Clinton's nomination means the Navy could get its first African-American four-star officer 21 years after the Air Force and 14 years after the Army. Reason's promotion would give him the rank of admiral and the job of commander of the U.S. Atlantic Fleet in Norfolk.
Monday, Clinton also nominated Navy Rear Admiral Patricia A. Tracey, 45, to be the second female three-star officer in any service. Two months ago Marine Corps Lieutenant General Carol Mutter became the first when she was named deputy chief of staff for Marine manpower.
Reason, 55, a 6-foot-5 210-pounder known as a "gentle giant" by some Navy colleagues, is the son of educators - his mother was a biology teacher at Cardozo High School in Washington D.C. for 30 years, and his father was director of libraries at Howard University. He grew up in Brookland in Northeast Washington.
Reason was turned down for an ROTC appointment while he was a senior at McKinley Technical High School. He soon learned why he lost out, when a white naval officer visited his parents' home to say he'd scored number two out of 300 on ROTC entrance tests. The southern ROTC officials, Reason recalls the officer telling him, "weren't ready for an African-American naval ROTC midshipman."
Naval Academy To Intensify Screening To Weed Out CriminalsThe Washington Post
U.S. Naval Academy officials said Monday in Annapolis they will intensify their admissions screening to weed out potential criminals, after weathering an embarrassing string of student arrests this spring.
They also plan to hire an independent analyst to survey the military college's 4,000 midshipmen on "quality of life" issues.
Those two plans were the most concrete proposals to come out of a special eight-hour, closed-door meeting with the academy's civilian advisory board, which was called Monday to address questions about the academy's direction in a season of scandals.
"The jury is out" on whether the Naval Academy suffers serious systemic problems, said retired Rear Admiral Benjamin Montoya, the chairman of the school's Board of Visitors.
Montoya said the board would conduct a summer-long review of the academy's recent problems and its new programs designed to combat cynicism and ethics problems among the student body.
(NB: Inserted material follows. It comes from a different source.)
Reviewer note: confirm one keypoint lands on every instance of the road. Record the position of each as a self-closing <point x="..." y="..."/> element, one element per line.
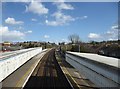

He said that the academy's superintendent, Admiral Charles R. Larson, "has a good handle on what needs to be done at the academy."
The Board of Visitors is appointed by the president and congressional leaders and includes members of Congress, retired admirals and private citizens. It advises government and military officials on the running of the academy but has no governing powers.
Two years after trying to bounce back from a massive cheating scandal, the Naval Academy was embarrassed again in April by the arrests of several students on charges of sexual assault, a car theft conspiracy and breaking and entering. Last fall, the academy revealed it had charged 24 students with drug use and distribution.